Ele vomitou sobre a calça os restos de comida podre que tinha comido a alguns minutos. Sabia que não deveria ter feito aquilo, mas estava com fome, suficiente para não se importar com o gosto. Enquanto percorria as ruas de São Paulo, vestido apenas com uma blusa rasgada e uma calça de moletom velha, ele conheceu Mefistófeles, que se apresentou como sendo o filho de um renomado musico de Jazz dos anos oitenta, do qual não revelou o nome.
Mefistófeles ofereceu-lhe um teto, fartura, dinheiro e todo prazer que conseguisse imaginar. O mendigo miserável observou a conivência de Mefistófeles e mesmo desconfiando aceitou, sem saber o que poderia querer em troca. O homem de terno vermelho escuro, deu-lhe um contrato e o fez assassinar com sangue. No dia seguinte, o mendigo chamava-se Humberto Riviera do Carmo, patrono de um grande museu do qual quando era mendigo nunca tivera a oportunidade de entrar. Humberto, não sabia como, nem quando, mas de repente estava repleto de homens e mulheres da alta sociedade, isso de uma noite para a outra, logo após Mefistófeles desaparecer na escuridão derradeira.
Vinte anos se passaram daquele dia, e Mefistófeles retornou a Humberto que havia se tornado presidente de uma grande empresa de marketing. Mefistófeles encontrou-o em casa, com sua mulher e filhos, desta vez, apresentou-se como sendo um rapaz jovem, um moreno alto de olhos claros usando uma cartola medonha e uma bengala. Humberto quase não deixou entrar em casa, mas permitiu após se lembrar de seu nome. Com horas de conversa em seu escritório, Mefistófeles ordenou a Humberto que se desfizesse de tudo aquilo que ganhou, seu título no governo, seu dinheiro, sua família e voltasse ao lixo de onde veio. Humberto retrucou falando ser impossível, então Mefistófeles lhe deu três dias para se despedir de tudo aquilo que tinha. Em seguida, foi até a porta e desapareceu na tempestade.

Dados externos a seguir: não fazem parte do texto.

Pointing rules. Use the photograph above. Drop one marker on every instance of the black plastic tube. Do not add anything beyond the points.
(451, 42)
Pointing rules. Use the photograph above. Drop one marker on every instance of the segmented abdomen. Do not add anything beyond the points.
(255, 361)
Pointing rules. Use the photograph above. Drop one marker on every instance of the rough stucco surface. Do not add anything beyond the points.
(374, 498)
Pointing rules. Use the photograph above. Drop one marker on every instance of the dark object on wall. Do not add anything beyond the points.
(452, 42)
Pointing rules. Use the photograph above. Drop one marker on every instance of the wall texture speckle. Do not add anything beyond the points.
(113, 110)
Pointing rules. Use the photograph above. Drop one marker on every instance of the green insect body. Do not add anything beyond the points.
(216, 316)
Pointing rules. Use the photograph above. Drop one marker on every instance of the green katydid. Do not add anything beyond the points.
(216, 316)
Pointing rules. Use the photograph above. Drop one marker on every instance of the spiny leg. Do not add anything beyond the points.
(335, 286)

Três dias se passaram, tão rápido como um piscar de olhos, Humberto preparou-se fortemente para vinda de Mefistófeles, contratou uma armaria que o guardasse vinte quatro horas por dia. Antes da meia noite daquele dia, Humberto lembrou-se do gosto da comida podre que havia comido a muito tempo e que o fizera vomitar, lembrou do sofrimento e da dor que passava diariamente, todos os dias, e durante aquele desespero Humberto percebeu que tudo que tinha não significava nada, pois havia perdido o sentido da vida, ele podia ter conseguido tudo o que mais desejava, mas eram todas coisas artificiais, Humberto havia vivido uma mentira, moldada por Mefistófeles. Ainda em casa Humberto pediu que todos saíssem, até sua família, então foi se deitar. Dormindo, sonhou com Mefistófeles, desta vez apresentava-se como um mendigo sujo. Humberto aproximou-se de Mefistófeles, entregando-lhe todas as suas riquezas, Mefistófeles sorriu, e aceitou de bom grado tudo que tinha dado para ele de volta.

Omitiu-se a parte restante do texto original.